Don’t Banish Those Veggies To The Backyard!

     Have you ever thought, “I’d love to have a vegetable garden, but I just don’t have the room”?  Well, it’s time to think outside the box a little…

    When most people think about adding a vegetable garden to their homes, they turn their attention to the backyard in search of an out-of-the-way place where they can eek out a few square feet for a bed of tomatoes and squash.  Well, I don’t know when or why vegetables got banished and forced to live like lepers in their own separate colonies, but I’m here to tell ya that there’s more than one place to plant a tomato…or squash…or lettuce…or [insert vegetable of choice]!

     Have you ever thought about planting some veggies out amongst the shrubbery, roses, perennials, and annuals in your existing front, side, and backyard flower beds?  …”How daring!” you might think, or “How unexpected!”, or even “How absurd!”  “Everyone knows that front yards are for flowers and vegetables go way out in the back!”  Well, I don’t know the person who made up this rule, or the ogre who now says that we are bound to follow it, but I’ve never seen a single law enforcement officer arrest, much less write a ticket to the  lone ranger gardener who dared plant a row of spinach instead of marigolds or alyssum along the walkway to their front door — so, what are we waiting for –written permission from the county extension office?  We are free to intersperse garlic among our roses, and line a pathway with broccoli and cabbages instead of boxwood, and edge with chives as well as dianthus!  Our pots and hanging planters can be filled with lettuce and strawberries as well as nasturtiums and mums. 

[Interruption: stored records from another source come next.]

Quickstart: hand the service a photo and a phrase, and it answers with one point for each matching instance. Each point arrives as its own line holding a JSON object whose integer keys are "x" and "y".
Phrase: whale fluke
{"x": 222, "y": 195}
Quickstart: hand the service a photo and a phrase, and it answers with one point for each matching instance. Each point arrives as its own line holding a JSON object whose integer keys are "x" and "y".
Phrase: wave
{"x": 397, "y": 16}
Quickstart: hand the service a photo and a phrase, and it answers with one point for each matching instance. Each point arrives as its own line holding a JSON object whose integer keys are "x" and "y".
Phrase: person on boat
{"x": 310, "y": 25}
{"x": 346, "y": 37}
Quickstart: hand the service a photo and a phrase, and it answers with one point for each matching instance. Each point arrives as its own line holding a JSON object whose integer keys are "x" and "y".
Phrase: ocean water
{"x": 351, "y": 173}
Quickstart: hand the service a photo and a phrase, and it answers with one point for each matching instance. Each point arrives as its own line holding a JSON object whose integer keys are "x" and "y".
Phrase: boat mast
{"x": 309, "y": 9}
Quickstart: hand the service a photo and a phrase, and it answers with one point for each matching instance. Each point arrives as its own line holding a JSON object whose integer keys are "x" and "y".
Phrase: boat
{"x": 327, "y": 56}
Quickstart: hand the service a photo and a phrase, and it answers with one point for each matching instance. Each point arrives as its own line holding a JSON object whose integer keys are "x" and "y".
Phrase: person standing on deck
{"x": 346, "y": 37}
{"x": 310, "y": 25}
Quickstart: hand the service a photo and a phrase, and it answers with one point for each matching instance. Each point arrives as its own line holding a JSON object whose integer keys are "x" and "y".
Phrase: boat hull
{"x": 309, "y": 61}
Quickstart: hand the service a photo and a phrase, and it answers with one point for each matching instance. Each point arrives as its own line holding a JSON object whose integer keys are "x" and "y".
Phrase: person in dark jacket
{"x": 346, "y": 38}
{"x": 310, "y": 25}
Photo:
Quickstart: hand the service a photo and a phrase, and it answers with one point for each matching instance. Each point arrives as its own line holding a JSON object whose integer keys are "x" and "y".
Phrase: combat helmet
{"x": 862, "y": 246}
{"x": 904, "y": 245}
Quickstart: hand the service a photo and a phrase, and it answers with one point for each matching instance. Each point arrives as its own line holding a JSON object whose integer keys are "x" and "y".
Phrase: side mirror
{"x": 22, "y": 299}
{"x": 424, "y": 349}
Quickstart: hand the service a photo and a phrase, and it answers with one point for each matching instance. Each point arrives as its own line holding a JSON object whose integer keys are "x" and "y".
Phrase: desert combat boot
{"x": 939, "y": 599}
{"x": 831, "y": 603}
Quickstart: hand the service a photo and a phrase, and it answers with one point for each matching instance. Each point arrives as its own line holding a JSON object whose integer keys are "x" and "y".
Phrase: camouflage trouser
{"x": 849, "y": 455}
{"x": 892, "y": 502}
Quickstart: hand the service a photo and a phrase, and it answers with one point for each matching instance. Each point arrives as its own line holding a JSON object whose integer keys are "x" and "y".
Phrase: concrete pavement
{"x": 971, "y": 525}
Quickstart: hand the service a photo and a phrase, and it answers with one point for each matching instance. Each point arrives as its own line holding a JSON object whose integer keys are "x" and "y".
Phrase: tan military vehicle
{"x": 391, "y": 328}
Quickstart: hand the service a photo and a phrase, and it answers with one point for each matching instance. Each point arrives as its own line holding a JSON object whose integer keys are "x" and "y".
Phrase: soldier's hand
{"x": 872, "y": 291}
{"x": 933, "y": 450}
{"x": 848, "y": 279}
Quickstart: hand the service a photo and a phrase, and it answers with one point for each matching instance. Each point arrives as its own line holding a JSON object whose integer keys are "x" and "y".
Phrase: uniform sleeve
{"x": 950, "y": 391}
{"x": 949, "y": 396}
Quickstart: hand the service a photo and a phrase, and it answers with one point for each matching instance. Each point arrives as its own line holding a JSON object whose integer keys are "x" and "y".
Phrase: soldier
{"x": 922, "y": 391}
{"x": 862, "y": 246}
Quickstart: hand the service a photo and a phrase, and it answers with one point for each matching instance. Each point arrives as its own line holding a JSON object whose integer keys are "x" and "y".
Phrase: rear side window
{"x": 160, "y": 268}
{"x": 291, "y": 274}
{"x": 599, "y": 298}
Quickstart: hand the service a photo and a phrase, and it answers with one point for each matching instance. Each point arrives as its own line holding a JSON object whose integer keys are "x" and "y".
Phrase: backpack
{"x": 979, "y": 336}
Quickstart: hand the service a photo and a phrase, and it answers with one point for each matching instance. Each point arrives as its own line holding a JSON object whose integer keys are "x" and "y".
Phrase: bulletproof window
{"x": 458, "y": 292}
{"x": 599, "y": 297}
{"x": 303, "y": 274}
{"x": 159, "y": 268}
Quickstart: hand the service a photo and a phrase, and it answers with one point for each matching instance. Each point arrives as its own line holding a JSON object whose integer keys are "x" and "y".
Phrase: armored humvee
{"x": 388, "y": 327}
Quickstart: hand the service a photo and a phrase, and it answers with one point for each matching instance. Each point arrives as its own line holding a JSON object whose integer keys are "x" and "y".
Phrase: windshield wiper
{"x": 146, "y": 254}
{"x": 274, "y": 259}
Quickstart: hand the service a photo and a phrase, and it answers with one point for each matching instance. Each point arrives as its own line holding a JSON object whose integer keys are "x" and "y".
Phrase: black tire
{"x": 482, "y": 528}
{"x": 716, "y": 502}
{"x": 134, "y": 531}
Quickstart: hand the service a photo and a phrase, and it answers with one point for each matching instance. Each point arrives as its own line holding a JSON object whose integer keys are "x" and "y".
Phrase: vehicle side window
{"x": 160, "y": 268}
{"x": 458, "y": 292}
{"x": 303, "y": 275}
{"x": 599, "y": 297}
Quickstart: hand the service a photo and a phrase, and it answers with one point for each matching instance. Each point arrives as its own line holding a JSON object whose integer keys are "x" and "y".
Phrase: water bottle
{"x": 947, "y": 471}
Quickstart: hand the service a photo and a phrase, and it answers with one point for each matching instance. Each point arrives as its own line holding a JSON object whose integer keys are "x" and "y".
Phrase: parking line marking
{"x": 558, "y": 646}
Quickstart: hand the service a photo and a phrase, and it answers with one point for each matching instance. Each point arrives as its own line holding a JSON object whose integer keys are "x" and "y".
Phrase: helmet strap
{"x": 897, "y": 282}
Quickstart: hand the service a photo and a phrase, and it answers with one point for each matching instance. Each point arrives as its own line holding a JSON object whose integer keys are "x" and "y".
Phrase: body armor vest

     In my own front yard I have a variety of vegetables and herbs that are mixed in with the standard front yard fare of daylillies, cosmos, calendulas, geraniums, iris’, roses, etc.  Sugar snap peas clamor up trellises along with hollyhocks and clematis, as does a grape vine with a climbing rose.  The pretty, red leaves of beets line a pathway leading to my backyard, as does spinach along the pathway to another seating area.  Thyme is strategically positioned at the edge of a frontyard walkway to perfume the air as passersby gently brush its cascading stems and leaves.  I have numerous other examples of front yard edibles that I could tell you about, but the moral of the story is that when we think outside of the rectangular 6′ x 8′ box located somewhere at the edge of our backyard and designed to raise only vegetables, and turn our attention to the possibility of adding fresh, nutritious veggies into our existing garden beds, we suddenly and certainly have a lot more room to work with and get things growing!

    If you are worried about how tomatoes or peppers might look in your front yard, let me tell you that the way your garden looks will be completely up to you.  My style is “cottage garden” – a mixture, or hodgepodge of plants that are informally designed.  I don’t live in a neighborhood where I have to “fit in” with everyone else, so I tend to take more of a free-form styled approach to my gardening.  However, if you desire a more formal look, I highly recommend that you view Linda Allard’s potager (kitchen garden), it is an amazing display of what a well-thought-out, edible landscape can look like and, in  my opinion, is truly inspirational!  It can also be a little intimidating;  but it’s a great place to brainstorm for ideas that you can incorporate and adapt to your own level of expertise. 

     Isn’t it wonderful to know that, no matter how much land you live on, by moving the vegetables out of the traditionally designated backyard box, and out into places where they’ve never gone before, you, literally, CAN have your long-awaited veggie garden and plenty to eat from it, too!